Between April 1 and June 30, 2020, approximately 781,000 patients were discharged from hospitals within the PHD, of which 8.1 percent carried a diagnosis of covid-19 at discharge. Only five percent of this group were between the ages of 18 and 34. They were primarily men (57.6 percent) and Black or Hispanic (57 percent) with 61.3 percent having either obesity or morbid obesity, 18.2 percent with diabetes, and 16.1 percent with hypertension. 31 percent of these young adults required either ICU level care and/or mechanical ventilation during their hospital stay, and 2.7 percent died while in the hospital. Morbid obesity, hypertension and male sex were all identified as risk factors associated with death and the need for mechanical ventilation in this population. At least in this database, there were no disparities associated with race/ethnicity and risk of dying or requiring ventilation.

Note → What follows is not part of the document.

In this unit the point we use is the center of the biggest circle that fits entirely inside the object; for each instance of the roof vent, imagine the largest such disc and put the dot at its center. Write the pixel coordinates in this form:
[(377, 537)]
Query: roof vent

As with all large retrospective studies, numerous limitations are worth noting. The major limitation of this study is the lack of granularity of data at the patient level, which makes it difficult to assess how these patients presented to ERs and hospitals, as well as nuances of their hospital course. Furthermore, patients with covid-19 were identified with ICD-10 billing codes as opposed to direct evidence of nasopharyngeal PCR or radiographic evidence of covid-19. Finally, in these kinds of large datasets, race/ethnicity information is not always reliably identified for patients on a systematic level.

While other limitations certainly exist, this paper is important as it reveals that relatively younger age is not necessarily a protective factor for those sick enough to be admitted to the hospital infected with the SARS-CoV-2 virus. In other words, risk factors previously identified as being associated with devastating outcomes for older adult patients admitted to the hospital with covid-19—obesity, hypertension, diabetes, just to name a few—also confer an increased risk of devastating outcomes in young adults. 11 September 2020.